By Alec Matuszak
Arts & Entertainment Editor
Senior theater major Daniel George has been preparing his senior thesis for over a year, receiving some help along the way from advisors and professors to keep him on-task. The senior thesis, for theater majors, is not a lengthy essay, but rather a performance. Although he has only been rehearsing his performance for a week and a half, George “certainly feels the weight of the year-long process.”
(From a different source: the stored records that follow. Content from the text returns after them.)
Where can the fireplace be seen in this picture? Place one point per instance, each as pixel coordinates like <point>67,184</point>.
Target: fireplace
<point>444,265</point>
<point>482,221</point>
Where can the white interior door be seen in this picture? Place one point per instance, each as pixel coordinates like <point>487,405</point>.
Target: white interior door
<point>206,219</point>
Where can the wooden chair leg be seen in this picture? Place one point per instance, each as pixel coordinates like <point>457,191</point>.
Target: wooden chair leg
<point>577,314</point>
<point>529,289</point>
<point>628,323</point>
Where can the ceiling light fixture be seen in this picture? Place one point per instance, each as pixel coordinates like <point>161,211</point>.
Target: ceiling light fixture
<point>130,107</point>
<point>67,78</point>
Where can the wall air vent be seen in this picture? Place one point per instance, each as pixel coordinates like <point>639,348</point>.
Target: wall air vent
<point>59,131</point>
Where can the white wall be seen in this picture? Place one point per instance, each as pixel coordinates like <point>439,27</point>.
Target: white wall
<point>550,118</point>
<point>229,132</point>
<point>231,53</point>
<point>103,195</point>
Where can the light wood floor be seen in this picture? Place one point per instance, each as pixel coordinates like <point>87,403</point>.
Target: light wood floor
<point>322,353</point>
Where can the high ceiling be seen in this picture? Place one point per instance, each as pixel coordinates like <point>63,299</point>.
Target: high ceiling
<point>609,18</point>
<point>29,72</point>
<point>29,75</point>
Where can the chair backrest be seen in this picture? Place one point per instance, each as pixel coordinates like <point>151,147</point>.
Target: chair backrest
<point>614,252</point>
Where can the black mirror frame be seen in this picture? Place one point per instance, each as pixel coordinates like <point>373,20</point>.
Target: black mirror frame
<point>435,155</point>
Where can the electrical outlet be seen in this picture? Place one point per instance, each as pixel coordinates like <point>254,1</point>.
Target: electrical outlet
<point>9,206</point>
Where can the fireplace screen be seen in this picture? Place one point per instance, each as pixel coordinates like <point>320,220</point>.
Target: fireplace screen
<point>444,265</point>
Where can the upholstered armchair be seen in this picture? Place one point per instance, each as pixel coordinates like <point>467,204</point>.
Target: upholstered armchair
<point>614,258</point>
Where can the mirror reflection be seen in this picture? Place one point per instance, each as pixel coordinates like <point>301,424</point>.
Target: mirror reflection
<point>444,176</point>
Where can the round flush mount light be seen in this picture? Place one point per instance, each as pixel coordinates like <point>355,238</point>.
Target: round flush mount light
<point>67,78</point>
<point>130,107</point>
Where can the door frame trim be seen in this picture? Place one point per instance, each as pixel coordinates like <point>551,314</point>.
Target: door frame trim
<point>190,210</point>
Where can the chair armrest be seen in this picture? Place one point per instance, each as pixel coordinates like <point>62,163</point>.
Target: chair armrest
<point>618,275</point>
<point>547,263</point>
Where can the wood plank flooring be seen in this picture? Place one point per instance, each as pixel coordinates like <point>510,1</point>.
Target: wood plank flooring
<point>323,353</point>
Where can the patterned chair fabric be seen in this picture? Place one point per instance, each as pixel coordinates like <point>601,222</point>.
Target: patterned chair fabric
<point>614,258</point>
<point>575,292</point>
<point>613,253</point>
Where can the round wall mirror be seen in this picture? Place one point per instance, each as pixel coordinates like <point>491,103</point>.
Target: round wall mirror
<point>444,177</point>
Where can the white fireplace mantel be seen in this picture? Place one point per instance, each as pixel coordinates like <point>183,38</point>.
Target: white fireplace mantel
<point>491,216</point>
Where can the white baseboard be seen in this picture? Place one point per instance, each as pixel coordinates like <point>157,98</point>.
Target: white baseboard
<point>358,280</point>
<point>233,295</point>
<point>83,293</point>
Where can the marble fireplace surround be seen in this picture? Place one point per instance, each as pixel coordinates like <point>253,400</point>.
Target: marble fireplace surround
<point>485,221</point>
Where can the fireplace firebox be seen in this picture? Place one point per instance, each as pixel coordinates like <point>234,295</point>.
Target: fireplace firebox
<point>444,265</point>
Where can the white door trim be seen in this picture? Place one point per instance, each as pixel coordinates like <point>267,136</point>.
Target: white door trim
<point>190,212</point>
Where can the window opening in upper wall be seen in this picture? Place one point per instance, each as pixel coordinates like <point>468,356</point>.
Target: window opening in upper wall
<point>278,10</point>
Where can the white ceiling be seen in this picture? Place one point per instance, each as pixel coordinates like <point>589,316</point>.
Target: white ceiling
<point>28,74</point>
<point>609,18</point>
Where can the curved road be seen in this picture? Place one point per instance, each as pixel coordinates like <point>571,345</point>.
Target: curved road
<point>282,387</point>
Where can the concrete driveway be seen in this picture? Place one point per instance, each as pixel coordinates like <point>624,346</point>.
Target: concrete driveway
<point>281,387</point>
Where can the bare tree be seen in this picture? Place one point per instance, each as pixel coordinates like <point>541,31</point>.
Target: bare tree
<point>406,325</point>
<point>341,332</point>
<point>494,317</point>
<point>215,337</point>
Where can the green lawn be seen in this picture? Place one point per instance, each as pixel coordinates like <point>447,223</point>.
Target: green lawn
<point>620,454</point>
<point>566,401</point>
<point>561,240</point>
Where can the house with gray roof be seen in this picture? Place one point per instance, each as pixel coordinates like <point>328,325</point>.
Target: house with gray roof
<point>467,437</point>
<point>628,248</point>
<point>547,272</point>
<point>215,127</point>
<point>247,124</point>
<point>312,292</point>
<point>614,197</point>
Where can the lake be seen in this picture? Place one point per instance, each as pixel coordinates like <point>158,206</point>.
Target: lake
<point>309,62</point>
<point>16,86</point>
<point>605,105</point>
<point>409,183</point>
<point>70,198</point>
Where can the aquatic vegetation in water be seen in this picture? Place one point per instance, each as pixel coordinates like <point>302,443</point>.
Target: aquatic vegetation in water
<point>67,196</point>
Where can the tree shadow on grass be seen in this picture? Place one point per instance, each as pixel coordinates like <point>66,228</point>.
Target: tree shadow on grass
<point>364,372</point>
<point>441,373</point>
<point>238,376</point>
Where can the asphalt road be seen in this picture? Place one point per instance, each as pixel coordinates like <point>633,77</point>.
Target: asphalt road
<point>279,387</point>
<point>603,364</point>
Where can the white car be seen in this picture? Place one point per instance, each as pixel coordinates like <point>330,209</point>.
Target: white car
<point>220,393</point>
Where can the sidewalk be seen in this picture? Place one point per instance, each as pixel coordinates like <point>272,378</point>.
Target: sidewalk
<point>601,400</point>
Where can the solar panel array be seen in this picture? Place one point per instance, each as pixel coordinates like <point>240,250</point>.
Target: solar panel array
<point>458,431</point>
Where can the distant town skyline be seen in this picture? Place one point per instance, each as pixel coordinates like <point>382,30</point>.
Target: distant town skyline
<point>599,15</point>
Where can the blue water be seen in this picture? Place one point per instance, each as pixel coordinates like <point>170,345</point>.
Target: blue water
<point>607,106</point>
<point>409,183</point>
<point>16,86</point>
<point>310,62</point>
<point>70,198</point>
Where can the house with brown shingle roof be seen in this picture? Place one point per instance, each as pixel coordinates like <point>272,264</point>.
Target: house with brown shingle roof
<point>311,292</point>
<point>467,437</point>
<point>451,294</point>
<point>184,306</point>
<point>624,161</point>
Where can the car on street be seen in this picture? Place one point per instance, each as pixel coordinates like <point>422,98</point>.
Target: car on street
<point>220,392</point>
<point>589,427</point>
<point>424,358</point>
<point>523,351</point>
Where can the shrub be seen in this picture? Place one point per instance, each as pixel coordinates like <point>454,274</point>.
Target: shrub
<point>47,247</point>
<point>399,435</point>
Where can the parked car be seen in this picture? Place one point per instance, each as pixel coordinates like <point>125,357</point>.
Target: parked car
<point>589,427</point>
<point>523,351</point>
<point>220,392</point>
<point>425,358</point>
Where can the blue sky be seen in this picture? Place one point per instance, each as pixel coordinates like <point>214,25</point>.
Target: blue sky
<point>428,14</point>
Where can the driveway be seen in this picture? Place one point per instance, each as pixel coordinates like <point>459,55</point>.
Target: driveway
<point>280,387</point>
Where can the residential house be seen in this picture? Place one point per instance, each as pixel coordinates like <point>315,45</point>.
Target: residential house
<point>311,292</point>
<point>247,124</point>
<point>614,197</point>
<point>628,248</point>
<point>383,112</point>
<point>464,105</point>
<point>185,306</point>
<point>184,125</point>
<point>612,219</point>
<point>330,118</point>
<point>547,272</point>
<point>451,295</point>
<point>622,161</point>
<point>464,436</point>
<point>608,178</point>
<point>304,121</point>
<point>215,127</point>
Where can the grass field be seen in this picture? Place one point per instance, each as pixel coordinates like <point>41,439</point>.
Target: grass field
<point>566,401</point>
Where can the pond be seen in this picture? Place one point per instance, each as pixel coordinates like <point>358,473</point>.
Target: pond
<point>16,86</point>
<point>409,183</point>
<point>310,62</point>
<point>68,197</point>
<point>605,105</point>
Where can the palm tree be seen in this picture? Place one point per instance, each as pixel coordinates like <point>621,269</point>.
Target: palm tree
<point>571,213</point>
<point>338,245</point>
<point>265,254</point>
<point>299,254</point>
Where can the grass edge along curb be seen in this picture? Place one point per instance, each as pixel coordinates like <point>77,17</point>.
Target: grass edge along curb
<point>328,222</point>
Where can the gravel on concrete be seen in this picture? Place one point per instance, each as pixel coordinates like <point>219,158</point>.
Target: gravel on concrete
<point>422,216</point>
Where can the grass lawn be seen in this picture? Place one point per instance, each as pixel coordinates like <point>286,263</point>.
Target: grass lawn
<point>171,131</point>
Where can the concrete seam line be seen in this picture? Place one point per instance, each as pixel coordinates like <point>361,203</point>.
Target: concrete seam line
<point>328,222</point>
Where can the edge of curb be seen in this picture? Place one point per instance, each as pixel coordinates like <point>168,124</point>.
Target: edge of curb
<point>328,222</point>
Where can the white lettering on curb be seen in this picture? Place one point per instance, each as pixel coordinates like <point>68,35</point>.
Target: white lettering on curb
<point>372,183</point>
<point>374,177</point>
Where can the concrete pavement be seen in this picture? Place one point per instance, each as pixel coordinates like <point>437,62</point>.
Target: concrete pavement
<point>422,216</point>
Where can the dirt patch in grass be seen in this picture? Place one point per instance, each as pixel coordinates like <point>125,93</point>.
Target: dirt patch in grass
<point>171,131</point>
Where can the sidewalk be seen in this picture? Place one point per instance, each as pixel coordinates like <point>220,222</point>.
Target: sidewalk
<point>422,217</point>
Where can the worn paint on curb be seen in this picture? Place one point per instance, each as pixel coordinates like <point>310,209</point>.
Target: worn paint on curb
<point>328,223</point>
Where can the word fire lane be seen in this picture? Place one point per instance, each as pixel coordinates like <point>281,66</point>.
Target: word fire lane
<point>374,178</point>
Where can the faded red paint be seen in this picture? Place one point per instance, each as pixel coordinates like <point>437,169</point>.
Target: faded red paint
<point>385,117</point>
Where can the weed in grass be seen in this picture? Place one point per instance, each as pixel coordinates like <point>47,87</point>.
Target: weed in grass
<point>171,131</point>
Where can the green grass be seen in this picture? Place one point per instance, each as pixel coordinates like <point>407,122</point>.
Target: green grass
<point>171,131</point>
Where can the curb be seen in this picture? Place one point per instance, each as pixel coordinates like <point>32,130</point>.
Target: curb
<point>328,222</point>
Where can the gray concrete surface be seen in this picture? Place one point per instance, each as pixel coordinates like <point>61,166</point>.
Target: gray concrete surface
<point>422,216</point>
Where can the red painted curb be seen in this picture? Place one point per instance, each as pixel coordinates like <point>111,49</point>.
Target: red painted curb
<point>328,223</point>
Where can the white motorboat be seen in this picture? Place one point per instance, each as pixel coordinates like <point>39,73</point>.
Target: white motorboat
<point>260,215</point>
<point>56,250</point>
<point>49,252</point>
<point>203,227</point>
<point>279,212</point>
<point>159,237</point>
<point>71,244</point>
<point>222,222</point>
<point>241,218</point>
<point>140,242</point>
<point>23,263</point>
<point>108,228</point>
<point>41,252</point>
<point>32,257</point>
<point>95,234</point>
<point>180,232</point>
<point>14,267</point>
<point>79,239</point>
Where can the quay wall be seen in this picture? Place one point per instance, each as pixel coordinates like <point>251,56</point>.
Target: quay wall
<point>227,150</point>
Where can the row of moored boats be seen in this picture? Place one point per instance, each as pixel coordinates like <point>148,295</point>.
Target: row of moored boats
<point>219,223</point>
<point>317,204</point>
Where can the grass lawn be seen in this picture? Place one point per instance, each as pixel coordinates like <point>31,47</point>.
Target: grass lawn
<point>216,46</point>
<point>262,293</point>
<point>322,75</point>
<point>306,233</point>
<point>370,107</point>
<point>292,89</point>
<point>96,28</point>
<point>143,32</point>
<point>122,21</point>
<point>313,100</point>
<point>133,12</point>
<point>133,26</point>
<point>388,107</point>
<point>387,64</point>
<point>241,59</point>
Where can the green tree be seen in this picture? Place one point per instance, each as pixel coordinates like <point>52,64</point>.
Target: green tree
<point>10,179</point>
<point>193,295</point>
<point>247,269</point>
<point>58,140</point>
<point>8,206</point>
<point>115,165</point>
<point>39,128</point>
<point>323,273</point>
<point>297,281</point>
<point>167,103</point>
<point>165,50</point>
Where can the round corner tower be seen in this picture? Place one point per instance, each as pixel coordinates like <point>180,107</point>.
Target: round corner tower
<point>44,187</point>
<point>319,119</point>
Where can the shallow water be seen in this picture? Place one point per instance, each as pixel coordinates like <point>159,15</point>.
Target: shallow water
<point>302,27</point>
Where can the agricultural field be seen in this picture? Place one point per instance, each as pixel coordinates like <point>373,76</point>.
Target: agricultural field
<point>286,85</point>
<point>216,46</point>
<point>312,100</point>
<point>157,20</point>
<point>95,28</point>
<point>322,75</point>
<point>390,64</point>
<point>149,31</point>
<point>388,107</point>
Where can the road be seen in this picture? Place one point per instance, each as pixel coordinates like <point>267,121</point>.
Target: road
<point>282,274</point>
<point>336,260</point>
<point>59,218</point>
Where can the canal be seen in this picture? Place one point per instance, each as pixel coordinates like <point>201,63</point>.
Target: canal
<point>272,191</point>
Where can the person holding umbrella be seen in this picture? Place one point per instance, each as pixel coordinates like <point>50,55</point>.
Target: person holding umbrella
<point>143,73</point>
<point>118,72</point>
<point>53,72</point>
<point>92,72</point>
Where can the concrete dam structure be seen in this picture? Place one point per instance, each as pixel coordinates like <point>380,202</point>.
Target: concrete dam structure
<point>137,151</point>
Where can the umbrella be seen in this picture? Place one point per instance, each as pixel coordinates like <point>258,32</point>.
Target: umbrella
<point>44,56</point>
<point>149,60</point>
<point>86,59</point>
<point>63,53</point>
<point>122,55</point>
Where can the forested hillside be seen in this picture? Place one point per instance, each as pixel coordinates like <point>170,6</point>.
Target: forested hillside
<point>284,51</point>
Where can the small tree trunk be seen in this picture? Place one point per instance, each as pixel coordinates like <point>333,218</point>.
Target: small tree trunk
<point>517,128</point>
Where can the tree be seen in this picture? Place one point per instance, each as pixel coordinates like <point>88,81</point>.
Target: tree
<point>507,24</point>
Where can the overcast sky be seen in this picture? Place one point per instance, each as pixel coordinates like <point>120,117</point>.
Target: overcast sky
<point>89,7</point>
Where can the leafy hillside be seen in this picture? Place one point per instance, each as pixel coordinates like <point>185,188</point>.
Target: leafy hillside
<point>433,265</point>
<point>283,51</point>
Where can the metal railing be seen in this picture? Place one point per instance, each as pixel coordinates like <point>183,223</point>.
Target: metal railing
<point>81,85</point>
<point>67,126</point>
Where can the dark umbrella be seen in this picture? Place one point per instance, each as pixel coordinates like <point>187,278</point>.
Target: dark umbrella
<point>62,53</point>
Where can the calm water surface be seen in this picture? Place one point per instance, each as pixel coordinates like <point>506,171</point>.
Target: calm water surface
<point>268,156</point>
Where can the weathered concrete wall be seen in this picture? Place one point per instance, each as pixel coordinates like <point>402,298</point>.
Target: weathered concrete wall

George’s thesis performance will feature a “devised theater piece” which means that the “story and characters are created out of a specific kind of physical theatre and the dialogue is [pulled from other works].” George has compiled sections of Shakespeare and Samuel Beckett and merged them into “one cohesive play.” Each character in the play has his or her own unique way of appearing on stage. The goal is to correlate the “physical life” (person on stage) with the text. “It’s an intellectually challenging process, but I find it brings out really beautiful and provocative theatre,” George said.
The creation of the thesis may be a difficult and long task to achieve, but the acting process is what George enjoys the most. He doesn’t feel pressure like one might when being graded on test answers, per se. George explains, “Acting classes are much more about doing the acting work for your own fulfillment. It’s the idea that if you put in the work and go 100 percent with preparing and performing a scene…that in itself is honestly an A grade.”
George plans to pursue a career in acting concentrating on plays written by Ancient Greeks and Shakespeare. George hopes that “many different walks of life see [his honors thesis]. It’s a story of otherness and the journey one goes on that makes them an other in a community,” George said. The thesis performance will be open to the public. Catch the performances on Mar 3 and Mar 4 at 8 p.m. with an additional performance on Mar 5 at 3 p.m.